Fine Art Photography Daily

Keiko Hiromi

I had the pleasure of meeting Keiko Hiromi in Boston at the Flash Forward Festival, and was intrigued by her series of drag queens.  Keiko is from Tokyo, but has called Boston home for a number of years.  She received a B.A. from Suffolk University and graduated from New England School of Photography in 2005. Much of her work looks at artifice and heightened entertainment, from the dance floor, to the stage, and even to the pulpit.
Her work has been exhibited nationally and internationally has received recognitions and awards, including The Griffin Museum Emerging Photographer Award, Project Basho Emerging Artist Award and “Best in Show” in The Photo Review. Keiko’s photographs are  in numerous private collections and have been favorably reviewed by Kotaro Iizawa, one of Japan’s most prominent photography critics.

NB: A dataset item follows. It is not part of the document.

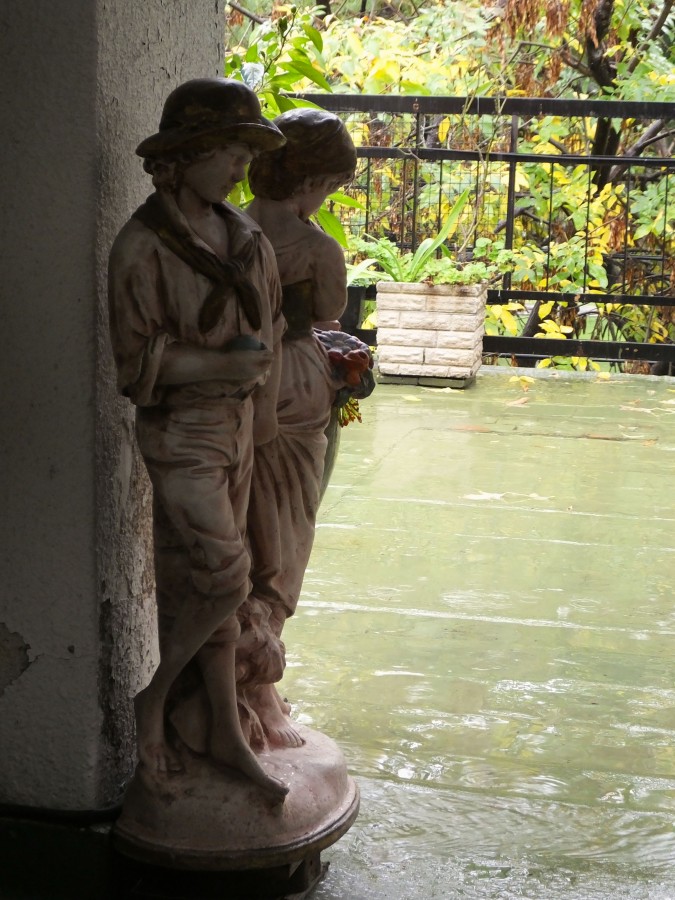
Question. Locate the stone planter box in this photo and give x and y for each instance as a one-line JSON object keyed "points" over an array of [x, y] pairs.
{"points": [[430, 331]]}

She was a finalist for the Pollux Award 2010, a Julia Margaret Cameron Award portfolio finalist, and will be exhibiting work at the 2012 Les Rencontres d’Arles in France.  Her work is available through the Panopticon Gallery.
Keiko has been documenting the drag culture in Boston for a number of years.  I am featuring her color work and her series, Jacques Cabaret 2007, Drag Queens 2011 & Jacques in Color.
 
Jacques Cabaret is one of the oldest drag queen venues in Boston, MA. I first went to Jacques Cabaret as a customer with a friend in 2007.  During my first experience at a full drag show, I recall having to sit uncomfortably with vodka in a plastic cup at table, surrounded by obnoxious bachelorette parties and really “tall women”. I felt completely out of place.  As soon as the show commenced, the performers and their stage presence blew me away. I became aware of their raw and uncut power.  There was no more discomfort. Since that time I’ve had to return again and again to document them.

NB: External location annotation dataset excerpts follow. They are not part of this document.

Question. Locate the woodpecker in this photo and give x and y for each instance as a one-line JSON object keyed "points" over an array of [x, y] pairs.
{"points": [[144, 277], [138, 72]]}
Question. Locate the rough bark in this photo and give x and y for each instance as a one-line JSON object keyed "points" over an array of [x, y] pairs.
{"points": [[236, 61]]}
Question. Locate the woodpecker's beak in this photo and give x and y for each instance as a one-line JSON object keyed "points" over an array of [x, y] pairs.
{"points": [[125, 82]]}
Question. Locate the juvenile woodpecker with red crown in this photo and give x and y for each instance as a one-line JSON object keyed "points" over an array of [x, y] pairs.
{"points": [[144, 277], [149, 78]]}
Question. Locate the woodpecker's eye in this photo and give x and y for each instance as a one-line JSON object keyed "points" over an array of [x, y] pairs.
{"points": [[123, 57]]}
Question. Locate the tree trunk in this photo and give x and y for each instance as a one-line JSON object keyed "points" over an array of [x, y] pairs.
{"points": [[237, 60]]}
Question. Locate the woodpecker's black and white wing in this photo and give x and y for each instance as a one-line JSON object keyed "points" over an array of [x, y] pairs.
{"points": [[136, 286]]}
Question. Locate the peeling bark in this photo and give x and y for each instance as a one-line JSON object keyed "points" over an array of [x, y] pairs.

I worked on Jacques Cabaret 2007 for three months.  During my shooting time, I was often referred to as a Ninja photographer.  I was afforded the opportunity to get to know the queens and people at Jacques Cabaret, not just as subjects but also as individuals. On my first day approaching these entertainers in 2007, I asked them if I could photograph them. Mizery looked me over from the top of my head to my shoes from her dressing room and said “sure, rule with me is no photos while I am changing down there” and winked.

Since then I have garnered that each had a story and history. I feel grateful to have shared in the intimate details of their lives, through photography and intrapersonal relationships.

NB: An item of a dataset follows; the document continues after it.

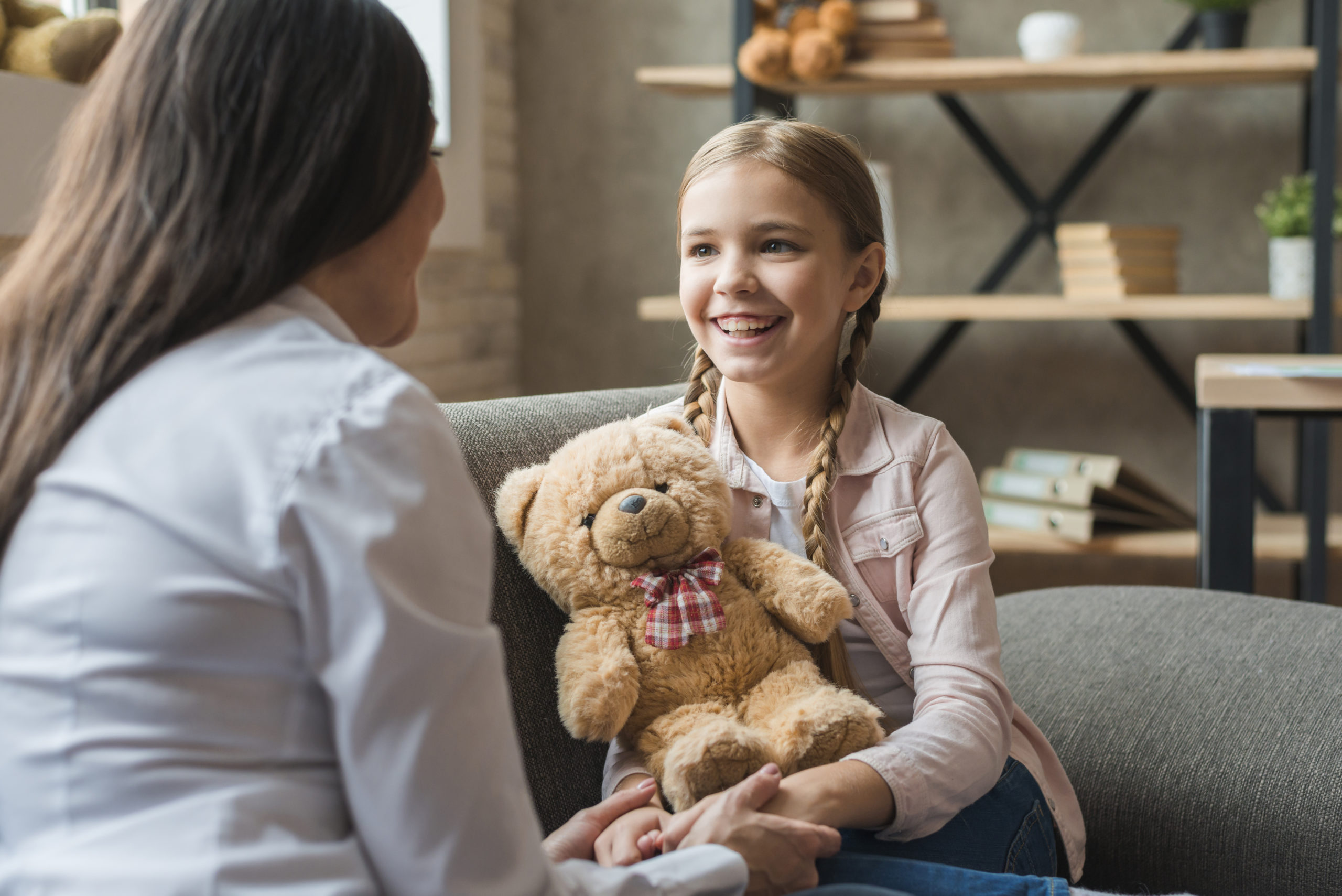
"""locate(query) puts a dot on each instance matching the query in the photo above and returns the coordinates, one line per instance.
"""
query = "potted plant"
(1221, 22)
(1286, 215)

Jojo, the cross dressing waiter was getting married to a long term girlfriend: Destiny, one of the drag performers, always took very little to get ready for the show, compared to others due to having had sex change operation.  Miss. Kris worked as a large size man’s cloth store as a day job.  When meeting Dahlia Black’s ex girl friend (remain her best friend after coming out), she smiled and said, “ if I was a straight boy, we would probably have been married with a couple kids by now.”

I returned to photograph “Drag Queen 2011” at Jacques Cabaret last March right after the disaster in Japan. I changed my stance as a photographer. Rather than seek to minimalize my own presence as in the past (like a “fly on the wall”), I consciously acknowledged it this time. In 2006 I was afraid of everything. I feared that by being there it would have change the group dynamics of the environment and I would have ruined my “documentary photographs”. I realize now that “I” have to be there to make a picture.  My involvement with these individuals allows an entirely new perspective. I look for color, contrast, shapes, and enjoy putting my Jacques’s experiences into photographs.